Accenture Banking Blog

Neobanks are multiplying rapidly and they offer incredible opportunities to disrupt the financial services market. Accenture’s Global Banking Industry Outlook estimates that in 2020, 20% of all players in the banking and payments sectors were less than 15 years old. But not all neobanks will become profitable, or survive past the startup stage. The rush to market often has founders and CEOs hurrying through the detailed business planning that these businesses need to become market leaders. This series of posts will examine all stages of the neobank life cycle, including how to help envision, build and establish a successful neobank. 

We begin by looking at some unique dilemmas that neobanks face. These are matters that should be addressed before a single account is opened. Careful planning and a bold vision that goes beyond customer acquisition are essential for a profitable and sustainable banking business. The three dilemmas discussed here are faced by every new neobank, and striking the right balance can help pave the way to success. 

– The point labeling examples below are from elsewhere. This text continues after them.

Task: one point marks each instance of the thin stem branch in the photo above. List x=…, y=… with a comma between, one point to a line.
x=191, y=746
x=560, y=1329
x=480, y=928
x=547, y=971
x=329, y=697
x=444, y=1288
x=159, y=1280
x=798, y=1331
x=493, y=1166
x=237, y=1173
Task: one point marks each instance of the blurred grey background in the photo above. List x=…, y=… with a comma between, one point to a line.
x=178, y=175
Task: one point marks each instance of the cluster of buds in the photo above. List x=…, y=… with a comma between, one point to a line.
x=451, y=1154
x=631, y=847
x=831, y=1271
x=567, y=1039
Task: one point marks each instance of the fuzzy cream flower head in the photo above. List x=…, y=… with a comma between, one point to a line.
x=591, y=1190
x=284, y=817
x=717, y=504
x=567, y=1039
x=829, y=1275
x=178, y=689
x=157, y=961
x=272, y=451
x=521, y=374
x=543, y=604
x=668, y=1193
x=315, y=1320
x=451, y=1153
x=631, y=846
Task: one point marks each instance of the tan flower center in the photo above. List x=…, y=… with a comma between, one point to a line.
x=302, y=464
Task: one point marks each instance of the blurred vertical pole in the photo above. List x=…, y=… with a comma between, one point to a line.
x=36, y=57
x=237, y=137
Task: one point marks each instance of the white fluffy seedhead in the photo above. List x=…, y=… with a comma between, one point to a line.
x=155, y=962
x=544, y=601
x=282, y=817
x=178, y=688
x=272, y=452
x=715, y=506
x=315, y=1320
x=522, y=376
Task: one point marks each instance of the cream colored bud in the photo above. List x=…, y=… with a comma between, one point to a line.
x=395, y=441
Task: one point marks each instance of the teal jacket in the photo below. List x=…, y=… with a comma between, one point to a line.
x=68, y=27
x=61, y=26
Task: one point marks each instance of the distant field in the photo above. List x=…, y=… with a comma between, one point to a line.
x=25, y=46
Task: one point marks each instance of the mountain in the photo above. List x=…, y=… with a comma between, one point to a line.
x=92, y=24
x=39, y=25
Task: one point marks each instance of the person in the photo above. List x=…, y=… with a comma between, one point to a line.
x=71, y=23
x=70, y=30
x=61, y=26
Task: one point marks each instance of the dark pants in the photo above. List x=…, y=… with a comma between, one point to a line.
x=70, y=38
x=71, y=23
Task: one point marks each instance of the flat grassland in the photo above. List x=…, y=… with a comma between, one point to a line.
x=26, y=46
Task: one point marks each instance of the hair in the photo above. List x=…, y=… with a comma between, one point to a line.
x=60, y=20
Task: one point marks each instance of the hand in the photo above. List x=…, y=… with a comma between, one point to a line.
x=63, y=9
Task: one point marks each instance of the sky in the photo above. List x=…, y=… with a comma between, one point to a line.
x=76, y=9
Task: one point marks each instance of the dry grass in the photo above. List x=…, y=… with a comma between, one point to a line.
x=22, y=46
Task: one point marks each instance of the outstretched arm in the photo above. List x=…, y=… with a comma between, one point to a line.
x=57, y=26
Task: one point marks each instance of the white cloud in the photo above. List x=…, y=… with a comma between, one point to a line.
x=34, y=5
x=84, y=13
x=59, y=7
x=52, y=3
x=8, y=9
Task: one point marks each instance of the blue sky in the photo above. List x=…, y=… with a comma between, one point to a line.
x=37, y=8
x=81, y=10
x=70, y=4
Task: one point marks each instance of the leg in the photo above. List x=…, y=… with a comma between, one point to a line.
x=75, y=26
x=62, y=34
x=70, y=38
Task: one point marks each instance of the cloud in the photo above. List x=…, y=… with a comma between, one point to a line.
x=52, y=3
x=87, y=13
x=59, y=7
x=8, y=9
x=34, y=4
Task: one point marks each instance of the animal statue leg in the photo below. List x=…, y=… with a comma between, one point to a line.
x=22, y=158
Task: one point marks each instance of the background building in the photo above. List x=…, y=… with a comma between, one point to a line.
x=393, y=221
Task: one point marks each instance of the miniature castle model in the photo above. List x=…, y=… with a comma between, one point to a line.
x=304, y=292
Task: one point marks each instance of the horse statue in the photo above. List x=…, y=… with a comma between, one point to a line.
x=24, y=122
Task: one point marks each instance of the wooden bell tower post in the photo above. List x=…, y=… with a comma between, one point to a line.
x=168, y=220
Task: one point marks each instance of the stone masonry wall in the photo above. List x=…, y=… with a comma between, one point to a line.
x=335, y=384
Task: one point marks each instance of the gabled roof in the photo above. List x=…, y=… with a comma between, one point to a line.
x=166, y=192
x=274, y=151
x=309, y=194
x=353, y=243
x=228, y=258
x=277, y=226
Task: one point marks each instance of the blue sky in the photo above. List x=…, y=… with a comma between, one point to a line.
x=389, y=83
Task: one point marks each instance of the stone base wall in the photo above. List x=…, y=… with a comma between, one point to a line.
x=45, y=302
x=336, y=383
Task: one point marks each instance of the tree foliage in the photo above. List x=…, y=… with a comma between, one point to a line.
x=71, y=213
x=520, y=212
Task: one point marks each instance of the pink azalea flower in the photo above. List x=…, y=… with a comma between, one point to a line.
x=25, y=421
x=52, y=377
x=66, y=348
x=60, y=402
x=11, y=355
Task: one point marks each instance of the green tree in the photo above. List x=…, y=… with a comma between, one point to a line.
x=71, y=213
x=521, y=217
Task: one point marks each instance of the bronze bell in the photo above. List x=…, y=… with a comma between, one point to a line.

  1. Growth vs value: Many neobanks focus on growth and succeed in attracting a large number of customers very quickly after they launch. But not all customers are equally valuable.  Attracting new customers through a niche service or convenient app will only get you so far. To be successful, neobanks will need to earn the trust of their customers so that they are comfortable depositing paychecks and using the neobank as their main account. This customer confidence and long-term value should be built into the strategic design of the neobank and is part of the envisioning process.  
  2. Convenience vs loyalty: Neobanks have mastered the art of convenience. Customers can open an account in minutes and have niche banking services at their fingertips. Using multiple neobanks for different services is simple and allows customers to easily access the service they need, right when they need it. By comparison, traditional banks are often seen as more cumbersome and difficult to deal with—yet many customers’ primary accounts remain with those traditional banks. Neobanks need to move from attracting curious new users to building loyalty and trust so that they derive long-term value from their customers. Embedding loyalty incentives at the planning stage and using customer data to keep users engaged and to expand their customer journey will help neobanks grow and maintain valuable customer relationships.
  3. Emulation vs evolution: As a neobank’s business grows and becomes profitable, there is a temptation to consolidate services and become more like a traditional bank. But a neobank’s value comes from its customer-centric focus that goes beyond traditional banking needs. Neobanks can evolve by using inorganic growth strategies where they continue to invest in partners and work with open API ecosystems to unlock value. A culture of innovation and agile decision-making will allow neobanks to learn fast and adapt to a moving target of customer expectations. Moving backwards to emulate traditional banks will erase the advantages of being a neobank. 

Facing these dilemmas and choosing a path that is both profitable and sustainable begins with understanding your purpose—why you want to create a neobank. Then, with that purpose in mind, you can plan for the entire life cycle of the neobank, from envisioning your product, to designing it, building it, running it and eventually either scaling up or executing your exit plan.